Marcel Baiwir et la drôle de guerre – contre les communistes !
Marcel Baiwir - photo IHOES |
Un autre témoin d’envergure est Marcel Baiwir
qui décrit la drôle de guerre – contre les communistes…
« Pour la
bourgeoisie et le gouvernement, l’ennemi ce n’était pas Rex, c’était les cocos
! Début mai 1940 nous sommes incarcérés à la prison St-Léonard. On a essayé
d’arrêter aussi notre camarade Lahaut, notre responsable principal. On a arrêté
toute une série de communistes ainsi que quelques socialistes de gauche, de
simples antifascistes, des partisans de la paix. Je crois que cela a surpris
les policiers de la ville de Liège qui avaient été commandés pour le faire.
Nous sommes restés à la prison St-Léonard, jusqu’à ce que les Allemands arrivent
à Liège, soit trois ou quatre jours après, le 13 ou le 14 mai. Avant qu’ils
n’arrivent, la police est venue nous libérer.
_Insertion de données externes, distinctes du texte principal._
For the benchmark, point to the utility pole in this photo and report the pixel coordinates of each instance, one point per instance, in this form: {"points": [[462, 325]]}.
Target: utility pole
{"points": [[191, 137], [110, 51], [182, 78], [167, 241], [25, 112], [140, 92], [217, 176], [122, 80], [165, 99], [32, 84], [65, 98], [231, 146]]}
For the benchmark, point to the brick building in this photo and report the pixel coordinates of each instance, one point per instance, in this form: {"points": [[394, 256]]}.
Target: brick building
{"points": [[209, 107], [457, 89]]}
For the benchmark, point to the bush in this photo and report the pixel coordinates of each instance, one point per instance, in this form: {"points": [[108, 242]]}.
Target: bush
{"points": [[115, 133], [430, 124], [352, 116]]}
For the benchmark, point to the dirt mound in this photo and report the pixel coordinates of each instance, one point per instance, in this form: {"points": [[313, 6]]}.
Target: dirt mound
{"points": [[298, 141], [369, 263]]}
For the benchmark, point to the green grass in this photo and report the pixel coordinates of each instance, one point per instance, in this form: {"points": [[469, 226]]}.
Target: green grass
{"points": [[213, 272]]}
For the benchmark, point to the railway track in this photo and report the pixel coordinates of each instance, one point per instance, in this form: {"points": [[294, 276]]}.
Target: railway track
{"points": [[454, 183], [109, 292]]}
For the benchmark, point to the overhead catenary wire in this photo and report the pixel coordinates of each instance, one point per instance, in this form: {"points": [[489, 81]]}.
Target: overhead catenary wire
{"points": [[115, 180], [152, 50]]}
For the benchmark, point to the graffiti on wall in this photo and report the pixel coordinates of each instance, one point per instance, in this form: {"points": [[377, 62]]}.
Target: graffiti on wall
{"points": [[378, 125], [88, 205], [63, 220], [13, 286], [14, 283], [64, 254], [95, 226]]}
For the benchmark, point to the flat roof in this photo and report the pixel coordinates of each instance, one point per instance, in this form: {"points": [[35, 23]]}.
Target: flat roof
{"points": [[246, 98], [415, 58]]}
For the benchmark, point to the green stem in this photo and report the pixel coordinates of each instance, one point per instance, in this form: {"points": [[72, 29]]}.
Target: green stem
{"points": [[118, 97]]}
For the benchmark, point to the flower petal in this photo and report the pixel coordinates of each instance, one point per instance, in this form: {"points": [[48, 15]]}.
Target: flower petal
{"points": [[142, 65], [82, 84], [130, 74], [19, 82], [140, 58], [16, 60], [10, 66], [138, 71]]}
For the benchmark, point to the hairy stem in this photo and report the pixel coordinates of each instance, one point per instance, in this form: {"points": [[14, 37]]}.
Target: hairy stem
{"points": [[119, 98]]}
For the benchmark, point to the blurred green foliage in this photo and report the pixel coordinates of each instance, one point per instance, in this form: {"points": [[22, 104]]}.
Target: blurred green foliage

Sur le pas de la porte de la
prison, j’ai retrouvé le commissaire qui nous avait arrêtés. Il portait un
masque anti-gaz, il n’avait pas d’arme. Je l’ai empoigné en lui disant : « tu
as vu ce que tu as fait couillon, c’est contre eux qu’il fallait…. ».
Marcel
Baiwir raconte sa première expérience avec des bombes qui « n’étaient manifestement pas au point.
C’était la première fois, donc nous étions excusables ».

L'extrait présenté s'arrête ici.